Now They Want to Tweak Your Dreams…

NOW THEY WANT TO TWEAK YOUR DREAMS…

by Joseph P. Farrell
April 23,  2020

 

This article was spotted by D.W. who sent it along, and it’s a stunner, because I’ve blogged a lot on this site, and even written a book (Microcosm and Medium) about mind manipulation and the techniques and technologies about mind control.

But this one is a stunner, not only because MIT is behind it  – think about Bill Hates’ implantable vaccine technology that is supposedly in development with MIT – but also for what it portends:

MIT Scientists Are Building Devices to Hack Your Dreams

The concept here is simple enough: a “glove” that uses various prompts to “tweak” or “control” the subjects of one’s dreams:

A team of researchers at MIT’s Dream Lab, which launched in 2017, are working on an open source wearable device that can track and interact with dreams in a number of ways — including, hopefully, giving you new control over the content of your dreams.

The team’s radical goal is to prove once and for all that dreams aren’t just meaningless gibberish — but can be “hacked, augmented, and swayed” to our benefit, according to OneZero.

Think “Inception,” in other words, but with a Nintendo Power Glove.

“People don’t know that a third of their life is a third where they could change or structure or better themselves,” Adam Horowitz, PhD student at MIT Media Lab’s Fluid Interfaces Group and a Dream Lab researcher, told OneZero.

“Whether you’re talking about memory augmentation or creativity augmentation or improving mood the next day or improving test performance, there’s all these things you can do at night that are practically important,” Horowitz added.

To be sure, as I pointed out in Microcosm and Medium, dream states, hypnotic states, and so on, were the subject of much experimentation around the world, and particularly in the former Soviet bloc, and there was much success in enhancing people’s performance and creativity. But there’s a downside to this, as is suggested by this statement:

But the Dream Lab might be on to something with its Dormio glove. For instance, in a 50-person experiment, the speaking glove was able to insert a tiger into people’s sleep by having the glove say a prerecorded message that simply said “tiger.”

And at the end of the article, there’s this:

“The unconscious, it’s another kind of intelligence,” Rubin Naiman, sleep and dream expert at the University of Arizona, told OneZero. “We can learn from it. We can be in dialogue with it rather than dominate it, rather than ‘tap in’ and try to steer it in directions we want.”
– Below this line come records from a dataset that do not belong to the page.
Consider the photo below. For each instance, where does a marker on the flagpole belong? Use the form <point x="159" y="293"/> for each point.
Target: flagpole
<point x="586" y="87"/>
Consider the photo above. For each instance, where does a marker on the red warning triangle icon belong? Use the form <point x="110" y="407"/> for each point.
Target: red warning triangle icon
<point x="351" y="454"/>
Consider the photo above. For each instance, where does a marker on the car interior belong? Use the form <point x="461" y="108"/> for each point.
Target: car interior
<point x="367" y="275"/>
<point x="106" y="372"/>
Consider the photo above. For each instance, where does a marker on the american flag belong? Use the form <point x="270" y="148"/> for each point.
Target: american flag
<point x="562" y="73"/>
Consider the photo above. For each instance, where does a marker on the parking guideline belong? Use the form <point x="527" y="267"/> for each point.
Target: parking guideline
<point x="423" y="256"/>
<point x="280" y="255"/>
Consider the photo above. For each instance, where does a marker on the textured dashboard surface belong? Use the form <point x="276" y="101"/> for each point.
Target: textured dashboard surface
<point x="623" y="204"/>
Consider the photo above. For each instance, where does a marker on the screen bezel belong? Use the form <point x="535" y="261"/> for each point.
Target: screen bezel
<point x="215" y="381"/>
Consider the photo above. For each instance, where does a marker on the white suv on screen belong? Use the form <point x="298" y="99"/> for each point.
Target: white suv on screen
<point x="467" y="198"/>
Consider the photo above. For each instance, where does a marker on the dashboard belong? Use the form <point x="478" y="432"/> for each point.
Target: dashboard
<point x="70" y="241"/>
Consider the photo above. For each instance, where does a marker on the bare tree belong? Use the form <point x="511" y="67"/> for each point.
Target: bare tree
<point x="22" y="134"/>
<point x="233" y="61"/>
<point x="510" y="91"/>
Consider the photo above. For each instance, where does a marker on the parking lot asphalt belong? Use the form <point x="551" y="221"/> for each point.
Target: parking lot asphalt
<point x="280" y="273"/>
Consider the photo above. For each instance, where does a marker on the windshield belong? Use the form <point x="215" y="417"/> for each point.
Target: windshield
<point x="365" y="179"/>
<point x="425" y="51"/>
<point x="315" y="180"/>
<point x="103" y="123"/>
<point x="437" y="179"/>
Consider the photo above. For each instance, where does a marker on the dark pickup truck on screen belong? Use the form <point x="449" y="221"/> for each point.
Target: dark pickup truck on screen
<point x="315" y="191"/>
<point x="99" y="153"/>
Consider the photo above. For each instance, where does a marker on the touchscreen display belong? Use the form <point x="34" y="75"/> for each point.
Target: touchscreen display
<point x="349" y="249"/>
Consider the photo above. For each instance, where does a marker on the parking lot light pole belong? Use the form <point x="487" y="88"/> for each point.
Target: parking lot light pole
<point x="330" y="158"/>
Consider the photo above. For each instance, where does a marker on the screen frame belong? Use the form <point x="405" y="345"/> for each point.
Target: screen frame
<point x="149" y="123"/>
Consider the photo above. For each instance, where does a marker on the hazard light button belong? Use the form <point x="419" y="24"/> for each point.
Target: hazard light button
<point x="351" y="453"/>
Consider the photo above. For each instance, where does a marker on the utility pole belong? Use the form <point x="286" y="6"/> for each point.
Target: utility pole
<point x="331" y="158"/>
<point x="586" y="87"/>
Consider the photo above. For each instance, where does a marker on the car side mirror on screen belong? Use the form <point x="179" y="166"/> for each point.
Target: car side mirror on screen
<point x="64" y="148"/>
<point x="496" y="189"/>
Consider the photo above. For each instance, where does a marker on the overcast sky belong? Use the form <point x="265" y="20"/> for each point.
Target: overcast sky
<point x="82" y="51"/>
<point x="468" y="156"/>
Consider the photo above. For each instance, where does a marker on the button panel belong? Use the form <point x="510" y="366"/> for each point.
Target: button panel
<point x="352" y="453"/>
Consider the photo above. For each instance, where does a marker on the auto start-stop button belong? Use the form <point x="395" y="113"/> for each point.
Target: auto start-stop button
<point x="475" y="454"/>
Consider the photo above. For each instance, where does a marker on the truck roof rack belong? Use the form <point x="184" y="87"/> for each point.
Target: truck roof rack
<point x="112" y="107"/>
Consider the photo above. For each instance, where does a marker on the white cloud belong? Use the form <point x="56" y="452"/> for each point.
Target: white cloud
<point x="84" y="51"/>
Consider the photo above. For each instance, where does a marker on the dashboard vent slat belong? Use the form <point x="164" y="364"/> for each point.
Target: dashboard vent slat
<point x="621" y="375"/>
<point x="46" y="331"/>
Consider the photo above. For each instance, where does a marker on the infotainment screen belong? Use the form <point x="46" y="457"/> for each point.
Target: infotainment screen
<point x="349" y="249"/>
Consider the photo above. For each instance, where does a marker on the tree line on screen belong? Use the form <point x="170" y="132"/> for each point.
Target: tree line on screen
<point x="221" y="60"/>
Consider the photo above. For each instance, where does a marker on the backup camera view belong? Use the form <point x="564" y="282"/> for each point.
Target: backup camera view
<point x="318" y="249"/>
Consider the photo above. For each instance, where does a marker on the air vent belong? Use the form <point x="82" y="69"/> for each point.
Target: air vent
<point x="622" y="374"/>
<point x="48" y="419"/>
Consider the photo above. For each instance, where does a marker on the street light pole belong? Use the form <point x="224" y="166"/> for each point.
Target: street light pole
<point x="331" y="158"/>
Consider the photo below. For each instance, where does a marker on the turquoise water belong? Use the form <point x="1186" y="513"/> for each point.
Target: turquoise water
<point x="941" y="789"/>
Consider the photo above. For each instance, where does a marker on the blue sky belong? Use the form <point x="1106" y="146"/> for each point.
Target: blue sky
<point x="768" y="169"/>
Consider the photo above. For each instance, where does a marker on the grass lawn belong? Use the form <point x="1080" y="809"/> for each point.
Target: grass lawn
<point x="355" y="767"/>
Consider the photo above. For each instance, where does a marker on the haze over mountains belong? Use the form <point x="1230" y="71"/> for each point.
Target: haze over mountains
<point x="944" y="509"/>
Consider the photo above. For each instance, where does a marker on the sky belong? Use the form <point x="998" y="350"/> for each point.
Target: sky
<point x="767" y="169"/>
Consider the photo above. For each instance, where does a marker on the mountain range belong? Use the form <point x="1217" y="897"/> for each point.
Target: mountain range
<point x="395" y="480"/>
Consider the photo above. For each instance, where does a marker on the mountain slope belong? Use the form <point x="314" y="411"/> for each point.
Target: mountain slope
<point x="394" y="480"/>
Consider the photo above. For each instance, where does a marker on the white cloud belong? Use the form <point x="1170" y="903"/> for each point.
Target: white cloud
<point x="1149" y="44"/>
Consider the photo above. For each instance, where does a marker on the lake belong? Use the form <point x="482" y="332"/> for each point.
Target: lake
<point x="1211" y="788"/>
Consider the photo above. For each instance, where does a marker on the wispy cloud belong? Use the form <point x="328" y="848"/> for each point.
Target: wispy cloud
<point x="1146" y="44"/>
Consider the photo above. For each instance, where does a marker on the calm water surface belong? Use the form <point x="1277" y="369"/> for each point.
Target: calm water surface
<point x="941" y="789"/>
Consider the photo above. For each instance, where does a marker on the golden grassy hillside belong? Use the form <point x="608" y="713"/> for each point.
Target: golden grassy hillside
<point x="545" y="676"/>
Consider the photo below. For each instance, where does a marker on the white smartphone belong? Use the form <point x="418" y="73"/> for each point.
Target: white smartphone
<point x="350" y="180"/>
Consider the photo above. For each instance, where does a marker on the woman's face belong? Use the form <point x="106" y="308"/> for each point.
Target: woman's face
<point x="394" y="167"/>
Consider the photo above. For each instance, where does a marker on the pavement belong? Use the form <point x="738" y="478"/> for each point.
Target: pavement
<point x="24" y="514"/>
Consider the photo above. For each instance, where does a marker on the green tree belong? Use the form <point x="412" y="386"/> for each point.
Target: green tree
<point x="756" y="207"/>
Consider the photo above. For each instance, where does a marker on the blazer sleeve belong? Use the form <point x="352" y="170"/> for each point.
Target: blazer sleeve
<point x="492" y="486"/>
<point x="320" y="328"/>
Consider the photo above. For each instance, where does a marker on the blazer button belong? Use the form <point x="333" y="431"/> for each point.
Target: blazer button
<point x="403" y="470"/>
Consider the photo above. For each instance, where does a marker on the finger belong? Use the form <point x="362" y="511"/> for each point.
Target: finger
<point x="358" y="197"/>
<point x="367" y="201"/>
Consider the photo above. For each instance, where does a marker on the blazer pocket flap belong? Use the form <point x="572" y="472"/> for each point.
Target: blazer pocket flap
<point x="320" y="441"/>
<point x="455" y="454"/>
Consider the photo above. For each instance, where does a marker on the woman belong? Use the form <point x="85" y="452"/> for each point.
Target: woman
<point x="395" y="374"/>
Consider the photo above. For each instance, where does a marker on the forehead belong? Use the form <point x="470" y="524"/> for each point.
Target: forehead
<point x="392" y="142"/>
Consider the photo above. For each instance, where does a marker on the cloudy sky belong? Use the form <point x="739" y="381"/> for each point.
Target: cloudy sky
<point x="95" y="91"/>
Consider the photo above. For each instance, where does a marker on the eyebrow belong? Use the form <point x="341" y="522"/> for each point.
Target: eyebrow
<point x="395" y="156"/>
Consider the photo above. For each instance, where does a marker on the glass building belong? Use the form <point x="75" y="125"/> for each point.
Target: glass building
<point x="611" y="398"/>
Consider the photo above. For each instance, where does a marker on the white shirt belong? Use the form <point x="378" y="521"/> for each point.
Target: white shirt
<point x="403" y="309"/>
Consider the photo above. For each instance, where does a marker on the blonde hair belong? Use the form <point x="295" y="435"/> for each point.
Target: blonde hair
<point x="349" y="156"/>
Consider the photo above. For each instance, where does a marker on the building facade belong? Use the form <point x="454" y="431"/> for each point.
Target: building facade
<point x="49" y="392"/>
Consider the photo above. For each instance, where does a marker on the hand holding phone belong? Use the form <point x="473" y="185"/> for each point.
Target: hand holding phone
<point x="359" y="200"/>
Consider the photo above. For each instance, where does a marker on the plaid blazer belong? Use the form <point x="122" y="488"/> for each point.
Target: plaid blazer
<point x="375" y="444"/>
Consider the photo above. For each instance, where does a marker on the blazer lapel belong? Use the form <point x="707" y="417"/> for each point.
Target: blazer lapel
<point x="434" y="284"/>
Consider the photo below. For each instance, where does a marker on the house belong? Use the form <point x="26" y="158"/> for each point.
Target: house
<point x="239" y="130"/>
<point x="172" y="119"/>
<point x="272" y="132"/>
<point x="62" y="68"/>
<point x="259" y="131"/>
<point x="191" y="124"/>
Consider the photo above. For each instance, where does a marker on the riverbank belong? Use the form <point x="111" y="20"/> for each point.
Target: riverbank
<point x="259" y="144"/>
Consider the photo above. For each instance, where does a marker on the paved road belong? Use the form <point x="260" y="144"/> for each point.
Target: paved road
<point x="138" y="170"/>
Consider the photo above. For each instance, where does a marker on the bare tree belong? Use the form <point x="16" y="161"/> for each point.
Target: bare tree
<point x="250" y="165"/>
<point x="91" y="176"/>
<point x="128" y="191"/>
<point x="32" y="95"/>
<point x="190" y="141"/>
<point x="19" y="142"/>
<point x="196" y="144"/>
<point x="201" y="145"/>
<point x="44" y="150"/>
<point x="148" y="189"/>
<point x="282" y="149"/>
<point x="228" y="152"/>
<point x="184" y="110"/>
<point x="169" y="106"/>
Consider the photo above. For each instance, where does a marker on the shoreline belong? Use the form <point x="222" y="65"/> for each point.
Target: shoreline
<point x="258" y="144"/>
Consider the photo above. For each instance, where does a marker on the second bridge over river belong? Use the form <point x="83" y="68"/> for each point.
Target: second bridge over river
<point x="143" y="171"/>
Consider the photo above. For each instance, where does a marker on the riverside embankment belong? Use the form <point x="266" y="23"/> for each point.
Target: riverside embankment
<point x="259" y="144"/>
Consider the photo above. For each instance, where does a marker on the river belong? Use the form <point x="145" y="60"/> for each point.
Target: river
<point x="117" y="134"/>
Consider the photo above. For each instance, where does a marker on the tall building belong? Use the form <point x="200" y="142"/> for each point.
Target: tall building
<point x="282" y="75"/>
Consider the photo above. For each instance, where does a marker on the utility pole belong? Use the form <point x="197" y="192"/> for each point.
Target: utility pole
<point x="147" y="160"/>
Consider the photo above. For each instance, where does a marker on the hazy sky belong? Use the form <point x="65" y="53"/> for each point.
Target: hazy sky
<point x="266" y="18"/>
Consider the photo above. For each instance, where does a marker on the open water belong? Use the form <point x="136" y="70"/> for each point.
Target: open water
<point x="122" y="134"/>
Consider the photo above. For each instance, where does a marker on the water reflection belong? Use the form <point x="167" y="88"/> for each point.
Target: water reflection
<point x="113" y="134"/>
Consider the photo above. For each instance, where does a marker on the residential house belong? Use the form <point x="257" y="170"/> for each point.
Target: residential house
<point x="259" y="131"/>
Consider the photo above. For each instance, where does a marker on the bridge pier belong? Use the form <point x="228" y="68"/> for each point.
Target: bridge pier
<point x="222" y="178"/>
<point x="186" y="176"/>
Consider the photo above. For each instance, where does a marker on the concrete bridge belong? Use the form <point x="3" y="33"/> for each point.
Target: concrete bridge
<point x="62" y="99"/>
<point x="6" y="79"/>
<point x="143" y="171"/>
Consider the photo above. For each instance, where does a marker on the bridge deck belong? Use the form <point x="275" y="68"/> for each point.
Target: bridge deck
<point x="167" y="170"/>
For the purposes of today’s high octane speculation, let’s take that last statement first and then deal with the statement about inserting “tigers” into people’s dreams by means of the simple prompt of saying the word “tiger”. In the case of the second statement, we’re being asked to be in “dialogue” with our unconscious mind. Well, for the record, the word “dialogue” is one of my hot buttons, because usually when people say that they want a “dialogue” these days, that usually means that they don’t want a discussion, but rather, a pseudo-conversation designed to wear you down until you agree with them. That makes me doubly anxious about having “dialogues” with the unconscious. Anyone who’s read a bit of Freud or Jung will immediately be made aware of how deep that pool is, and if I may so put it, “here lurk demons.” Whatever one makes of their theories or for that matter of psychiatry or psychology in general, they did not formulate them in a vacuum, but over a long period of observation of their patients. It is a bizarre world. And that brings me to a point: in the spiritual tradition to which I attempt to adhere, there is constant caution about engaging in “dialogue” with such things for the simple reason that that part of the human mind is open to all sorts of influences, and hence, in that tradition, one prays for protection from them during sleep, the “time of least resistance” to their influences.

Which brings me to the “tiger” statement, because this I found most chilling, for it indicates an ability to insert a meme or topic by the mere mention of a word, into someone’s dreams. If one may thus influence someone’s creativity for the better, one might, equally, damp it or extinguish it altogether.

In other words, they now not only want the ability to manipulate your conscious thought, now they want your dreams as well.